James Corson

Biographical details
- Born: January 14, 1906 Indiana, U.S.
- Died: November 12, 1981 (aged 76) Burlingame, California, U.S.

Playing career

Football
- c. 1925: Pacific (CA)

Track
- c. 1925: Pacific (CA)
- Position: Tackle (football)

Coaching career (HC unless noted)

Football
- 1927–1928: Modesto (assistant)
- 1937: Stockton

Track
- 1927–1929: Modesto (assistant)
- 1929–?: Pacific (CA)

Administrative career (AD unless noted)
- c. 1933: Pacific (CA)

Medal record
Men's athletics
Representing the United States
| Bronze medal – third place | 1928 Amsterdam | Discus throw |

= James Corson =

American athlete and sports coach

James Hunt Corson (January 14, 1906 – November 12, 1981) was an American track and field athlete and coach, college football player and coach, and educator. He competed for the United States in the 1928 Summer Olympics held in Amsterdam in the discus throw, winning the bronze medal.

Born in 1906, Corson grew up in Modesto, California. He earned his bachelor's degree from the College of the Pacific—now known as University of Pacific—in Stockton, California, where he was a tackle on the Pacific Tigers football team. He also lettered in track at Pacific. In 1927, Corson went to Modesto Junior College as an assistant coach in football and track. He turned to the College of the Pacific in 1929 as varsity track coach and assistant dean of men.

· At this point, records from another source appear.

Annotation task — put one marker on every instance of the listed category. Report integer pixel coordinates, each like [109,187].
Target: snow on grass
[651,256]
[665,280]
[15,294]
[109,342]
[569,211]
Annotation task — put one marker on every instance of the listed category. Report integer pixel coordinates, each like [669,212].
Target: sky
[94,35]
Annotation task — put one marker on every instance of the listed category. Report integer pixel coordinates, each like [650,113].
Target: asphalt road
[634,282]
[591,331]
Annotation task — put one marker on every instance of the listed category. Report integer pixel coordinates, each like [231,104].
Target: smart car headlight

Corson received a master's degree from the University of Southern California (USC) and was the recipient of an honorary doctorate from his alma mater.

Corson coached the football team at Stockton Junior College—now known as San Joaquin Delta College—in 1937. He was the superintendent of Modesto's schools from 1947 to 1960. He served as interim president of Willamette University in 1972–73.

Corson died on November 12, 1981, at a hospital in Burlingame, California. He had suffered a stroke in April of that year and was in declining health before his death.